И мне больно, когда я представляю себе эту картину: Алиса в сумерках возле окна с теперь уже закрытой книгой на коленях — смиренная женщина, наверное чувствующая себя виноватой передо мной.
Я сижу в ее спальне. Здесь тепло. Ставни закрыты, но свет просачивается сквозь щели; в полутьме слабо поблескивают паркет и шкаф. Алиса ревностно натирает суконкой комод, который покряхтывает под ее напором и медленно приоткрывает свои дверцы.
— Ты мне не покажешь свои сокровища?
— Какие еще сокровища?
— Фотографии и другие вещи…
Она смеется и выдвигает ящик. Встав на цыпочки, я заглядываю внутрь, трогаю четки и медали.
— Что это такое?
— Добрый боженька.
— А ты веришь в доброго боженьку, тетя Алиса?
— Ну, не знаю, существует ли добрый боженька и как он выглядит, но наверняка есть что-то более высокое, чем мы сами.
— А я вот не верю. А почему ты не ходишь в церковь?
— Времени нету! И потом, я терпеть не могу всех этих кюре и богомолок.
— А тогда где же он — твой добрый боженька?
— Здесь, — говорит она, указывая себе на халат, — и здесь, — она кладет руку мне на грудь. — Он в нашем сердце!
И, кивнув на Иисуса на крошечном распятии, добавляет:
— И тут тоже. Он — везде.
Вот она — настоящая метафизика, которая мне — в мои восемь лет — ровным счетом ни о чем не говорила. Я не знал ни крещения, ни катехизиса. Бог с его ангелами обитали там, в облаках, и представлялись мне довольно туманно. Один Иисус, кажется, был для меня более или менее реальной личностью.
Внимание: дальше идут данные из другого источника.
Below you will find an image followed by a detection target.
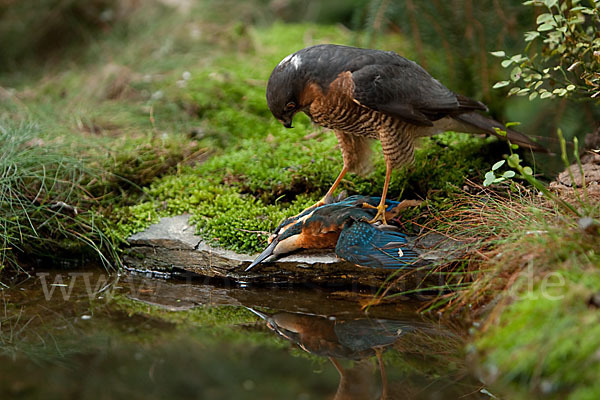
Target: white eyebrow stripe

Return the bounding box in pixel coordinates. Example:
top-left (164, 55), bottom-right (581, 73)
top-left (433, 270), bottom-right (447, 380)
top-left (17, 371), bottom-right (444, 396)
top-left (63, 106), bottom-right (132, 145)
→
top-left (278, 54), bottom-right (302, 69)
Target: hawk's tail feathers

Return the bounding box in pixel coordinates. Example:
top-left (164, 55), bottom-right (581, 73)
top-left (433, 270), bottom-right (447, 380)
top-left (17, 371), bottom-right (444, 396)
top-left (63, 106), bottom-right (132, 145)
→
top-left (454, 112), bottom-right (548, 153)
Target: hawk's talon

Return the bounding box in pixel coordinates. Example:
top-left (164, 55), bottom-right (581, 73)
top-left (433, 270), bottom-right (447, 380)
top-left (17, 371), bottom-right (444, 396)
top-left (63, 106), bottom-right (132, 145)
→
top-left (363, 202), bottom-right (387, 225)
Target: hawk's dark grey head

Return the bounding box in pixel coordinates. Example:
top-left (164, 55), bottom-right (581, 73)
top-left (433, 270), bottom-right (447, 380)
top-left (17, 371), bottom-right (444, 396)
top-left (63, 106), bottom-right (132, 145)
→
top-left (267, 53), bottom-right (306, 128)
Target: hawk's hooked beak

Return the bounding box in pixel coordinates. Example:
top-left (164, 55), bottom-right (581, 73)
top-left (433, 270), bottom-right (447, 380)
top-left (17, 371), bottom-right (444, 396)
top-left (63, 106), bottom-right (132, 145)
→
top-left (245, 238), bottom-right (279, 272)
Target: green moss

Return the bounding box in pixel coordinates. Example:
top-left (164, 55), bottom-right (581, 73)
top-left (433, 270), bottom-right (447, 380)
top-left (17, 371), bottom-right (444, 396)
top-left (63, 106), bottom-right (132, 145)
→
top-left (476, 271), bottom-right (600, 398)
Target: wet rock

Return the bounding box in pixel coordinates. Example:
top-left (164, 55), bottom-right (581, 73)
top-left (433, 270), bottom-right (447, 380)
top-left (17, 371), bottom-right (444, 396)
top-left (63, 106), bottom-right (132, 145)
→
top-left (124, 215), bottom-right (457, 291)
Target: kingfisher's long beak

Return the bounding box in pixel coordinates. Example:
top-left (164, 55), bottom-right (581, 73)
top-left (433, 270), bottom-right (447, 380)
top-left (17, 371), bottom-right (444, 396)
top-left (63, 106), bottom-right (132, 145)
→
top-left (246, 239), bottom-right (279, 271)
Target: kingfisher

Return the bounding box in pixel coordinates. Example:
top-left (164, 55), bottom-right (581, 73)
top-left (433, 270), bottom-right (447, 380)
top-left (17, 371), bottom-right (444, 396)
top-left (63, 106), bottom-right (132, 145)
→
top-left (246, 195), bottom-right (418, 271)
top-left (266, 44), bottom-right (546, 224)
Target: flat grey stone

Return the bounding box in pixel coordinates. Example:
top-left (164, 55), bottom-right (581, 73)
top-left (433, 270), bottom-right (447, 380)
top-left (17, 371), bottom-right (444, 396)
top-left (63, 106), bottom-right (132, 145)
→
top-left (124, 215), bottom-right (464, 290)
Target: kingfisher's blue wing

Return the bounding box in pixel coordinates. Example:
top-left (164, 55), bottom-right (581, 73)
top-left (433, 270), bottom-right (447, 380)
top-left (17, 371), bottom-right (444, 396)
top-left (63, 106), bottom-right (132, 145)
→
top-left (335, 221), bottom-right (418, 269)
Сын плотника, беднейший среди бедных, агитатор, преследуемый полицией и солдатами, замученный и казненный ими. Больше я ничего не знал, но это малое по крайней мере имело смысл, так что, приходя к дяде Жоржу, я частенько останавливался в коридоре и разглядывал картинку с Христом и кюре.
Мне вспоминается и другая картинка, более страшная, вот только не помню, откуда она взялась, скорее всего, то была какая-нибудь анархистская листовка: там другой священник вонзает распятие в спину рабочего, который упал на колени и теряет сознание. В рассказах дяди Жоржа то и дело фигурировали деревенские кюре, настраивающие темных крестьян против свободомыслящих людей и социалистов. Он называл их «воронами», по мне, они больше походили на волков. Кюре внушали мне страх своими сутанами и громадными ножищами; одно происшествие еще усугубило это мое чувство. Однажды, уж не знаю по какому случаю, я зашел было в церковь и, по неведению своему, забыл снять берет; тотчас же здоровенный аббат накинулся на меня, как коршун, и, яростно сорвав с меня берет, швырнул его на грязный пол. В ужасе я выбежал из церкви и больше туда уже не возвращался.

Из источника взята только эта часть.